The Fest includes a screening of the movie and bowling. We just went to the movie screening, and we had a blast! Because it was outside and seating was on the ground (we had no idea), we had to find an alternative. My friend is unable to sit on the ground, so we got to go to the VIP section and sit in folding chairs.

We saw people dressed as characters from the film – The Dude, Walter, Jesus, Maude, The Stranger. We even saw someone dressed as the rug, the rug that "really ties the room together" and sets off the entire plot of the film.

The head Achievers, who created Lebowski Fest, came out to welcome us to the event and to introduce the band.

A performance from the White Ghost Shivers followed.

The crowd, about 300 or so, enjoyed the band and then got ready for the main event.

But first! a video message from The Dude himself, Jeff Bridges, welcomed us to the event. We all screamed in excitement.

Then the movie started. People quoted along with all the best lines (including lots and lots of cursing) and danced along with characters on screen.

Despite the cold, despite the folding chairs, despite the late hour, everyone in the crowd wouldn't have changed a thing about the night. We had so much fun. I cannot wait to go to another Lebowski Fest, maybe even the big one in Louisville.

01 October 2009

Of Parks and Memories

I've been watching the Ken Burns documentary The National Parks: America's Best Idea on PBS this week. I find myself amazed at the vigor and vitality of those early users of the parks.

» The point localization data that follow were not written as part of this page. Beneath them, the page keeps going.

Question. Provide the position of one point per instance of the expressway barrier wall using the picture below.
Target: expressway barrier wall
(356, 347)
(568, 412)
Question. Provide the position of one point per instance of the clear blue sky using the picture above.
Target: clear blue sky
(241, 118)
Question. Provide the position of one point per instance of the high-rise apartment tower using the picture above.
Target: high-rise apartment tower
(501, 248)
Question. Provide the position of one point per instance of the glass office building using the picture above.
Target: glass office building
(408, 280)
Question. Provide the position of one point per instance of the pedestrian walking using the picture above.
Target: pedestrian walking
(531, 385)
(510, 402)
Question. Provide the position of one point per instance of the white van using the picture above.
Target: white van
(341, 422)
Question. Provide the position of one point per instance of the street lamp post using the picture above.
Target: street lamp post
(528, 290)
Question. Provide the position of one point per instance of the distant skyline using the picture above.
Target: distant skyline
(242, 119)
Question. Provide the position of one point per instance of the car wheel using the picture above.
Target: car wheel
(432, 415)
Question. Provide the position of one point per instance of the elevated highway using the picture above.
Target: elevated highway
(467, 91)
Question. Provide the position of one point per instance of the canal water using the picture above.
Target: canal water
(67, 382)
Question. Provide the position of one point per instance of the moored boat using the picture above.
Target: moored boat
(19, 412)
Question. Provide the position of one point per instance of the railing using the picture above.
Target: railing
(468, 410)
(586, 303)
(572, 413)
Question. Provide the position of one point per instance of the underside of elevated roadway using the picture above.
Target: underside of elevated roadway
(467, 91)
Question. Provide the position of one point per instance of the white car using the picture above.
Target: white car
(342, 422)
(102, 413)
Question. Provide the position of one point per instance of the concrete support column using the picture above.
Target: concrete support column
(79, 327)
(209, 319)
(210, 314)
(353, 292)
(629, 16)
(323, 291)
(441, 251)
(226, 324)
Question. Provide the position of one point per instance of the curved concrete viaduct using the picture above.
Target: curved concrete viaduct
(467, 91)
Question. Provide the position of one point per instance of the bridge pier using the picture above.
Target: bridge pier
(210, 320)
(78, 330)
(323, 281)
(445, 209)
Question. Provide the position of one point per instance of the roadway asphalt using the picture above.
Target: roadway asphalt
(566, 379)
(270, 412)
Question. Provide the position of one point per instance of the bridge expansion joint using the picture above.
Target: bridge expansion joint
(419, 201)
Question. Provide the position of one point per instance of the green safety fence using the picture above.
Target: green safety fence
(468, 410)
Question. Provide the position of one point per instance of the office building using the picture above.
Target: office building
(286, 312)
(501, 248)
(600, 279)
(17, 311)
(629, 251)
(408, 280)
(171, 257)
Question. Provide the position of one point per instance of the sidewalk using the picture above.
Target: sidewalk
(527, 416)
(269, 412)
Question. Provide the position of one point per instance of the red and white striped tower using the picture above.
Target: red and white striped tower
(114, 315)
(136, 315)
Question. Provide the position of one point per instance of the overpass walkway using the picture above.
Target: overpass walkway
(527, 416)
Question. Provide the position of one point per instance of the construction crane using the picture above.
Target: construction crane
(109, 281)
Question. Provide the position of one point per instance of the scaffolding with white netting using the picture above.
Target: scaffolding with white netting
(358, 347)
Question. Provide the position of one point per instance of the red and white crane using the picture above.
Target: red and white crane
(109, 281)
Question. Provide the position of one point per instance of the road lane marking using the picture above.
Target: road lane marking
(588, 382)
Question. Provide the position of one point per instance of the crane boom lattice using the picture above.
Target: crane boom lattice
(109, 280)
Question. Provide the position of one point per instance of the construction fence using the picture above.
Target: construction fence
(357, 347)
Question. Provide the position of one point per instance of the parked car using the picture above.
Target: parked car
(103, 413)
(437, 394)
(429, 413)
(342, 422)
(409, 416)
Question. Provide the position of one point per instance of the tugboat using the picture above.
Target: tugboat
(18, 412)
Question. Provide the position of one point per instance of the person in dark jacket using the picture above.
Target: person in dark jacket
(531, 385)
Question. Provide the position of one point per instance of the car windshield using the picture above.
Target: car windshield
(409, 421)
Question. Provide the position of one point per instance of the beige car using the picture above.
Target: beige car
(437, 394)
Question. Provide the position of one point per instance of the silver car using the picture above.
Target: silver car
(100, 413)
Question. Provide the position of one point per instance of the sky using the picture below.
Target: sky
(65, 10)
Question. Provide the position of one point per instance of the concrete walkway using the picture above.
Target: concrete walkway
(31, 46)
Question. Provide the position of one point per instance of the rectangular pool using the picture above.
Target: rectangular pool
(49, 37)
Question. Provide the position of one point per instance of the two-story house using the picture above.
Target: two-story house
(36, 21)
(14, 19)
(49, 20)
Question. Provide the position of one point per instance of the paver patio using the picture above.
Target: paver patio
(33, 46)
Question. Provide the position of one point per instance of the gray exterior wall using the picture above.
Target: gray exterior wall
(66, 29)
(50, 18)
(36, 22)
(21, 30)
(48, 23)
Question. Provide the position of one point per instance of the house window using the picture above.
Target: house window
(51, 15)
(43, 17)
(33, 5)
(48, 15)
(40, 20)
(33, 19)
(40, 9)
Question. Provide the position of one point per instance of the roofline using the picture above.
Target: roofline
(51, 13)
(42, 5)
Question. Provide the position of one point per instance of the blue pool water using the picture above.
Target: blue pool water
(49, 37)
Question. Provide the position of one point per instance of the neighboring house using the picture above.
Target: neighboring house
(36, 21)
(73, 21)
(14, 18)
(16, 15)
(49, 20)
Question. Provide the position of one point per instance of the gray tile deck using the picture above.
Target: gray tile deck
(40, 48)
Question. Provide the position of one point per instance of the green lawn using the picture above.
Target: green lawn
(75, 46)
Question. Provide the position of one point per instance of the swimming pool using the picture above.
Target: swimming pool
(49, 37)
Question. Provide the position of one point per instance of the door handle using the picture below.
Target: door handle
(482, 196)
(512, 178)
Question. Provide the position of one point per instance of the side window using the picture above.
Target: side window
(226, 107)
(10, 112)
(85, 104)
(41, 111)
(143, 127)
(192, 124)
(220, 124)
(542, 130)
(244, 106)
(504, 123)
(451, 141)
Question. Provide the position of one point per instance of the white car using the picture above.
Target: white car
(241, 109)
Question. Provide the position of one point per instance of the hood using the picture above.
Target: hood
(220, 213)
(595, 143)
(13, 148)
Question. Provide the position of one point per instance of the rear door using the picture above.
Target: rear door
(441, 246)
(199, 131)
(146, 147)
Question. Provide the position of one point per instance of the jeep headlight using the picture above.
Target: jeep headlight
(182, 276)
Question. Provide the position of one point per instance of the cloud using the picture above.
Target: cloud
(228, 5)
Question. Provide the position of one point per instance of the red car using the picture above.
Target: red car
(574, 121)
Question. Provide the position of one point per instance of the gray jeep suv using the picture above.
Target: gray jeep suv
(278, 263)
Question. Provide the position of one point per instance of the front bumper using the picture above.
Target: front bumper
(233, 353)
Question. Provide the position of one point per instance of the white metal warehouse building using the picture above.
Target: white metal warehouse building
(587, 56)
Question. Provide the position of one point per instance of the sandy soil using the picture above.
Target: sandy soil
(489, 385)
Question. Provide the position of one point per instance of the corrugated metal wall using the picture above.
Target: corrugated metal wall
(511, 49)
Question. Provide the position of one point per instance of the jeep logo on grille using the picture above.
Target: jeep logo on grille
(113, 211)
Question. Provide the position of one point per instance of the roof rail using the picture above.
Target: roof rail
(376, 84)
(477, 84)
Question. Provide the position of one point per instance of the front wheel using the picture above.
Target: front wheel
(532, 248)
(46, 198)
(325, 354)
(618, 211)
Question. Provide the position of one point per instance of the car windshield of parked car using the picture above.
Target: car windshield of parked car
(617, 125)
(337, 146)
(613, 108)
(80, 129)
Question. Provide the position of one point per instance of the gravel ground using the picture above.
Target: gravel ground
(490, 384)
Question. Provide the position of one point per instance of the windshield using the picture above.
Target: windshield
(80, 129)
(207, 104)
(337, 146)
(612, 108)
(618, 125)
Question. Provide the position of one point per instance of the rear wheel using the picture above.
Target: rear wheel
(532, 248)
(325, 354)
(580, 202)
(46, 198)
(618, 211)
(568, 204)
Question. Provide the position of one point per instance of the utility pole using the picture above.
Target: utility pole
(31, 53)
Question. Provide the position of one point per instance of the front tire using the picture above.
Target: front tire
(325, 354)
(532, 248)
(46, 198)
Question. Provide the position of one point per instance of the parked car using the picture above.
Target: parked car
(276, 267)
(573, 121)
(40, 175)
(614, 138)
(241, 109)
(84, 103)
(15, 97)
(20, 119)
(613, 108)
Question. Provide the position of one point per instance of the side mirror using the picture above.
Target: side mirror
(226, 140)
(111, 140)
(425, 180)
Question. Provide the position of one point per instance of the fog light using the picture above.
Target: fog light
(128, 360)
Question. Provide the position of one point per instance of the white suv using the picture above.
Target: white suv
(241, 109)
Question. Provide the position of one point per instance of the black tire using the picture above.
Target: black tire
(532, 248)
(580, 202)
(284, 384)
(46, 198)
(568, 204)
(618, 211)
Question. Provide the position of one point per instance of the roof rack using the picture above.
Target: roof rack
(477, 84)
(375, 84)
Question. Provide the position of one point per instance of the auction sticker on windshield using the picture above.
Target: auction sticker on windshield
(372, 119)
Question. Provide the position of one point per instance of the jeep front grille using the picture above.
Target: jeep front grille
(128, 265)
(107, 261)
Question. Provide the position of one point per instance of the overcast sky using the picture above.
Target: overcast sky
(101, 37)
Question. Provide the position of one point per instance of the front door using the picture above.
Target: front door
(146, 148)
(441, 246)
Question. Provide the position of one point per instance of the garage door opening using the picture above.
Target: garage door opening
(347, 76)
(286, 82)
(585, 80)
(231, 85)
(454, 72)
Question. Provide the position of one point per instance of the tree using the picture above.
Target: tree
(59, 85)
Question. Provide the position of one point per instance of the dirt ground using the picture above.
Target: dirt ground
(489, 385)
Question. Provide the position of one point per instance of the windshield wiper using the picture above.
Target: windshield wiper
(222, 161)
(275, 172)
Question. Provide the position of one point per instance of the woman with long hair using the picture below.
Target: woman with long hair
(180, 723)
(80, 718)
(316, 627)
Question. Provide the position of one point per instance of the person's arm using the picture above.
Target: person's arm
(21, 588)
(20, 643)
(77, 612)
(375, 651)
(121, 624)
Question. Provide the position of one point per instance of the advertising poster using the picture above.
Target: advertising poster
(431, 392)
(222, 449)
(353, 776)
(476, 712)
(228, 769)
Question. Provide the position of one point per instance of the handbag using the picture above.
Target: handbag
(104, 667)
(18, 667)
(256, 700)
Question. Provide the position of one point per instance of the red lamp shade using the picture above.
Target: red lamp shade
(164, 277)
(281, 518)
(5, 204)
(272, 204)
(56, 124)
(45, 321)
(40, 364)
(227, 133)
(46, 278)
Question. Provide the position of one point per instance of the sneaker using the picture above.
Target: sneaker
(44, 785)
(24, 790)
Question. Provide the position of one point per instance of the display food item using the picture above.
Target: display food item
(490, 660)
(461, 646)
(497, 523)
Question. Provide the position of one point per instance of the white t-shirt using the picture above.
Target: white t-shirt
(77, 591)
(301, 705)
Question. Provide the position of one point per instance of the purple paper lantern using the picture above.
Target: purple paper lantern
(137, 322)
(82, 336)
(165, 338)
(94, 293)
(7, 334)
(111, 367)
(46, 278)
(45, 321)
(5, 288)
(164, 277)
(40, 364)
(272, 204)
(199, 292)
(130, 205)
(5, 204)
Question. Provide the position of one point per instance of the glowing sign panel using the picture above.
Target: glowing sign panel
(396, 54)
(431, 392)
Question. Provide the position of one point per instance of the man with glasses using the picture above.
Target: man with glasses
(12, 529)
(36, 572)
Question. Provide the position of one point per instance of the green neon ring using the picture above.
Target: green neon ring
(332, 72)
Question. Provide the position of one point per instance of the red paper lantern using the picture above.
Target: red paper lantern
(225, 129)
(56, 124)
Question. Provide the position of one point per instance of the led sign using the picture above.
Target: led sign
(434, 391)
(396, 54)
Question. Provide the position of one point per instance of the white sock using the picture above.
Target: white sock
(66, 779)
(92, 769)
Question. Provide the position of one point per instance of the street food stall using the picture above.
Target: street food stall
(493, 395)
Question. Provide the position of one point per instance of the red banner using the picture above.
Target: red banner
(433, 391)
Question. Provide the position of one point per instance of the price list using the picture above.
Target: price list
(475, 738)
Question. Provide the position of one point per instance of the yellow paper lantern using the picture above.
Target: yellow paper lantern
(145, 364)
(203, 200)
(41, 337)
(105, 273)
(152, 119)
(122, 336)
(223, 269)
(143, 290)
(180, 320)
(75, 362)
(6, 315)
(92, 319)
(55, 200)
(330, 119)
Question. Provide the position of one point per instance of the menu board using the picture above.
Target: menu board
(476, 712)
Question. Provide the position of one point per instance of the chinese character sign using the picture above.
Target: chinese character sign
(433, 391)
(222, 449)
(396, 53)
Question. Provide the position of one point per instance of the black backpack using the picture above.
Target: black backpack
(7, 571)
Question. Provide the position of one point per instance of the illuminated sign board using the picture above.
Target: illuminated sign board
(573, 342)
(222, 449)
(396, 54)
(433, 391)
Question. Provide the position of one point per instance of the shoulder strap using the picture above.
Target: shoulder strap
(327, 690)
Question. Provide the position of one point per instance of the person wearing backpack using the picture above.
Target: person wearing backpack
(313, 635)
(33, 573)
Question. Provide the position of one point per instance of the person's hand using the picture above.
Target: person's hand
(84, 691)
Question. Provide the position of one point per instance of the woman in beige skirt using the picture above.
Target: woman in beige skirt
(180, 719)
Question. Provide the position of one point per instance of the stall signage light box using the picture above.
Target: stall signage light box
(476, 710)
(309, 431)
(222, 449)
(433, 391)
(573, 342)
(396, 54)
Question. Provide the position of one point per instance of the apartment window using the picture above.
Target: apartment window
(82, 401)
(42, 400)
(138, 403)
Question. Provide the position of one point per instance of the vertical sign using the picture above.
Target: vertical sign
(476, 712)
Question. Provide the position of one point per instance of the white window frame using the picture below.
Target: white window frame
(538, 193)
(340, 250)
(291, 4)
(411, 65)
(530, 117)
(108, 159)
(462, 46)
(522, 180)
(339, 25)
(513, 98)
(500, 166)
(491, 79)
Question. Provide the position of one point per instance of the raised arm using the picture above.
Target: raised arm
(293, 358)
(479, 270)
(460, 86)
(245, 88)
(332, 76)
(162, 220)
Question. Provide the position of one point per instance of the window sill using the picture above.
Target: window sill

Having been to seventeen of the national parks in this country (and four in Canada!) and hiked some of the trails, I cannot imagine climbing mountains or hanging over cliff edges or rafting down rapid-filled rivers without the helpful guidance of the National Park Service.

I remember going to a campfire talk at Yellowstone back in 1987 and learning that, before the handy boardwalks were built around the hot springs, geysers, mud pots and fumaroles, tourists were told to follow buffalo chips. If the buffalo could walk there, then people could walk there. I think the theory was that if the earth's crust, which is thin at Yellowstone, could support a buffalo, then it could certainly handle a human. Can you imagine that?

I have so many fond memories of the parks. I've gotten lost in Rocky Mountain National Park, nearly been run over by a buffalo in Yellowstone, walked on a glacier on the tallest mountain on the continent in Denali, rode in a boat with a drunken captain in Kenai Fjords, and floated down the Snake River in Grand Tetons.

I haven't been to every national park. I probably never will get to them all, but I have loved every one of them. This documentary has gotten me thinking about my childhood, which has made me nostalgic for those lazy, adventurous summer days with long vacations in a van filled with books and toys and music down some of the most scenic roads in the country.

I had so much to be grateful for about those trips - the parks, the scenery and wildlife, the country and my mom. Without realizing it, I had other things to be grateful for, too. Thanks to Ken Burns, I now know how much gratitude I owe John Muir, Theodore Roosevelt, Stephen Mather and John D. Rockefeller, Jr.

I don't really know what this post is about, but I just felt like writing this down. Thanks for reading!